According to the Mental Health Foundation, 13.3 million working days are lost per year due to stress, depression and anxiety in the UK.
Nutritionist Cassandra Barns and Dr Marilyn Glenville PHD, one of the UK’s leading Nutritionists, (www.marilynglenville.co.uk) discuss how we can look after ourselves and put our health first in times of stress…
Have a laugh
Believe it or not, there is truth to the phrase ‘laughter is the best medicine.’ Marilyn explains, “Having a laugh is one of the best remedies for stress – it triggers healthy changes in our body. Many studies show that laughter boosts our energy, decreases stress hormones, improves immunity and diminishes pain. Laughter triggers the release of endorphins, the natural feel-good chemicals that make us happier and relaxed.”
When we experience stressful situations in our lives whether it be at work or at home, we can develop a tendency to skip meals or reach for sugary, comfort food. However, at these times it can be more important than ever to make sure we take care of ourselves and eat the right foods.
Keep it small
Marilyn explains, “Balancing blood sugar is essential in lowering stress because the crashes in sugar levels which happen through the day (due to go long periods without food and not eating the right foods) stimulates the stress hormones, adrenaline and cortisol to be released. So ensure you have a small meal every 2-3 hours that contains protein (eat breakfast, lunch and dinner plus a snack mid morning and one mid afternoon). For example, a hard-boiled egg, 10-12 almonds, a small can of tuna and brown rice. This will help in stopping those roller-coaster highs and cravings for sweet foods.
Ditch the caffeine
“There’s no denying that caffeine can give you a boost of energy. But caffeine actually has a stress-like effect on the body, including raising your levels of stress hormones such as adrenaline. This means that if you’re already stressed or anxious, it can make things worse. So cutting down will likely be helpful.
Making sure your supplement savvy can help get your smile shining. Marilyn explains, “Certain nutrients can be very helpful in reducing stress levels, such as B vitamins, especially B5 for stress relief and energy, chromium for blood sugar balance, L-theanine for reducing anxiety and finally Siberian Ginseng, which acts as a tonic to the adrenal glands.
If you feel like you can’t escape from your mounting worries, it might be worth lacing up and leaving the house for a 20-minute run?
If you choose to get active here are Cassandra’s tips, “Getting the balance right is important when it comes to exercise. Exercise stimulates release of endorphins, which make us feel happy and relaxed afterwards. Getting enough exercise can also help us sleep better, which then helps us to cope with stress.

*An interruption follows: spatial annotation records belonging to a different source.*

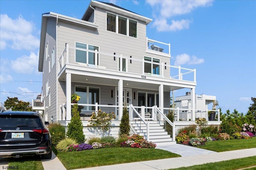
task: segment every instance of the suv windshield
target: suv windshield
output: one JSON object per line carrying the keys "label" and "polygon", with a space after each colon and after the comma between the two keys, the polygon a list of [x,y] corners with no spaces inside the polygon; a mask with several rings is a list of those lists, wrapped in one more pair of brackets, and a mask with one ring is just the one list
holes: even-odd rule
{"label": "suv windshield", "polygon": [[4,125],[4,126],[8,127],[42,127],[42,126],[38,116],[22,115],[1,115],[0,125]]}

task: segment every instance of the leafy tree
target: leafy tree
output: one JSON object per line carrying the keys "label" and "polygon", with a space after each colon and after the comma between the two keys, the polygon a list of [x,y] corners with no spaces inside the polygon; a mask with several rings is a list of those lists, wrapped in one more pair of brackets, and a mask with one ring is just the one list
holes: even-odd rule
{"label": "leafy tree", "polygon": [[13,111],[32,111],[32,107],[29,106],[29,102],[19,100],[17,97],[7,97],[4,102],[4,107],[7,110]]}
{"label": "leafy tree", "polygon": [[250,106],[248,107],[249,110],[246,115],[246,119],[248,123],[256,125],[256,98],[251,98],[252,103],[250,104]]}
{"label": "leafy tree", "polygon": [[110,121],[116,119],[116,115],[114,112],[112,113],[108,113],[102,112],[99,109],[98,113],[92,112],[92,115],[91,116],[91,120],[89,121],[90,125],[88,126],[99,126],[101,127],[101,131],[103,136],[105,133],[108,131],[108,135],[110,133],[111,127]]}
{"label": "leafy tree", "polygon": [[68,125],[67,136],[76,140],[78,143],[84,143],[85,136],[83,132],[83,124],[79,115],[79,111],[78,111],[78,108],[77,104],[73,105],[72,109],[73,116]]}
{"label": "leafy tree", "polygon": [[126,106],[124,107],[123,109],[123,116],[121,119],[119,128],[120,136],[123,134],[130,136],[130,125],[129,113]]}

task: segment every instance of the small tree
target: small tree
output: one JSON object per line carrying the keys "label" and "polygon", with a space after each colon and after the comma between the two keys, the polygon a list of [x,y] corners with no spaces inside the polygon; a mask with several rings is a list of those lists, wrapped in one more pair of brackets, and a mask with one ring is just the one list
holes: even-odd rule
{"label": "small tree", "polygon": [[29,106],[29,102],[19,100],[17,97],[7,97],[4,102],[4,107],[7,110],[13,111],[32,111],[32,107]]}
{"label": "small tree", "polygon": [[112,113],[107,113],[105,112],[102,112],[99,109],[97,114],[92,112],[92,115],[91,116],[91,120],[89,121],[90,125],[88,126],[100,126],[101,127],[101,131],[103,136],[105,133],[108,131],[108,135],[111,128],[111,123],[110,121],[116,119],[116,115],[114,112]]}
{"label": "small tree", "polygon": [[202,129],[207,125],[208,122],[205,118],[199,118],[196,121],[196,123],[198,125],[199,135],[201,136],[201,131]]}
{"label": "small tree", "polygon": [[125,106],[123,109],[123,116],[121,119],[119,127],[119,135],[125,134],[130,136],[130,125],[129,113],[127,107]]}
{"label": "small tree", "polygon": [[68,125],[67,136],[68,137],[75,139],[78,143],[84,143],[84,135],[83,132],[83,124],[77,110],[78,106],[77,104],[73,105],[72,109],[73,116],[70,122]]}

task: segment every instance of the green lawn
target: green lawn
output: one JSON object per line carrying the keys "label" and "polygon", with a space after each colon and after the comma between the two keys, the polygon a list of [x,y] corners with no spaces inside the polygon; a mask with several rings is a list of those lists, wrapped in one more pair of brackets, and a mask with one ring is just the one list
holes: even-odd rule
{"label": "green lawn", "polygon": [[[202,165],[194,165],[187,167],[175,168],[176,170],[201,170],[214,169],[218,170],[233,170],[250,167],[256,166],[256,156],[232,159],[229,160],[208,163]],[[212,167],[214,167],[214,168]],[[256,169],[256,167],[249,169]]]}
{"label": "green lawn", "polygon": [[256,148],[256,137],[248,139],[213,141],[198,147],[218,152]]}
{"label": "green lawn", "polygon": [[[56,150],[54,152],[56,154]],[[68,170],[180,156],[158,149],[120,147],[72,152],[58,151],[56,155]]]}

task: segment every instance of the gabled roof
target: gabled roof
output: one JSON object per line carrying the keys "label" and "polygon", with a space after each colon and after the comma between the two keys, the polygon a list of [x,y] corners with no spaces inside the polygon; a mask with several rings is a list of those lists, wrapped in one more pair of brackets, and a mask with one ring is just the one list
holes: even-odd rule
{"label": "gabled roof", "polygon": [[92,0],[91,1],[83,16],[82,20],[85,21],[88,20],[89,17],[94,12],[94,10],[92,9],[92,8],[95,8],[95,7],[99,8],[108,11],[145,22],[146,25],[148,25],[152,21],[152,19],[151,19],[141,16],[114,4],[95,0]]}

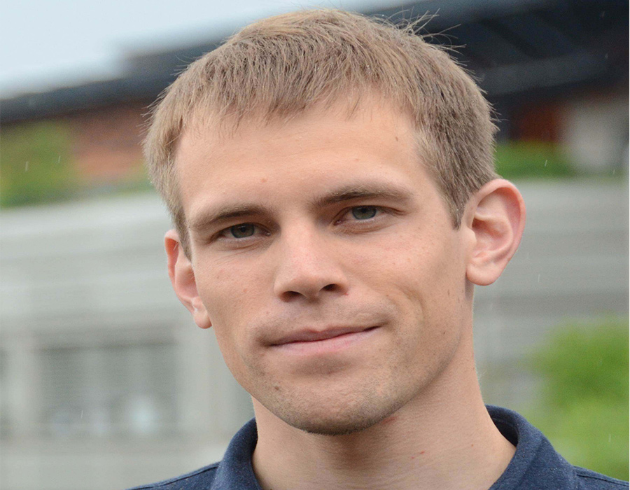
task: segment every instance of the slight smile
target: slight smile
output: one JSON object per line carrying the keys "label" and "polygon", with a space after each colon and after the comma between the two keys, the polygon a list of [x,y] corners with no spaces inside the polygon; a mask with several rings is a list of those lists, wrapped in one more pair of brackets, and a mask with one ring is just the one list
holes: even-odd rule
{"label": "slight smile", "polygon": [[304,330],[282,337],[272,347],[296,355],[330,354],[370,337],[379,327]]}

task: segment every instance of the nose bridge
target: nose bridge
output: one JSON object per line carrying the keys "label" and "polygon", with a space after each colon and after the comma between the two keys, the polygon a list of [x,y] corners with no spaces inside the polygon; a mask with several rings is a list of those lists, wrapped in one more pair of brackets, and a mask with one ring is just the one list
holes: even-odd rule
{"label": "nose bridge", "polygon": [[281,230],[274,289],[287,300],[345,292],[347,281],[335,250],[316,225],[295,223]]}

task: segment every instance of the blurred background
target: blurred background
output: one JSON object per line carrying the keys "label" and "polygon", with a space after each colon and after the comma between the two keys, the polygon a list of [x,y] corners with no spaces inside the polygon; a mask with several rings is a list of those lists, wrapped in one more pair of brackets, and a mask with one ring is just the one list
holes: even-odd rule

However, if you’re very stressed, take care with the types and duration of exercise you choose. It may be best to avoid endurance exercise such as long-distance running, or very high intensity exercise such as spinning classes – unless these involve short intervals of high intensity with longer periods of rest. Intense exercise can have a negative effect of raising your levels of stress hormones and making you more anxious, stressed and tired.
Another element that can elude us when we’re stressed but is immensely important for our health is sleep. Cassandra explains, “A good night’s sleep can be a great stress-reliever. Unfortunately, of course, sleeping well can be easier said than done when you’re already stressed or anxious. Do what you can to get to bed early enough to get seven to eight hours’ sleep, make sure your bedroom is a calming environment, and set up a good wind-down routine in the evening, such as taking a warm bath.
One of the most common feelings associated with stress is lack of control, and sometimes even that stress is managing you rather than you having any control over it. Often, even the smallest exercise like sitting down and making a list of your priorities, and how you can manage them, can help clear your mind. Marilyn reminds us, “If you feel the symptoms of stress coming on, learn to get your priorities right. There is nothing in your life right now more important than your health. Learn to say no if you feel that you have taken on too much. Being assertive is invigorating and empowering. It also helps to make lists of what is or is not a priority and to tackle the priority tasks first. This will help give you a sense of control over your life.”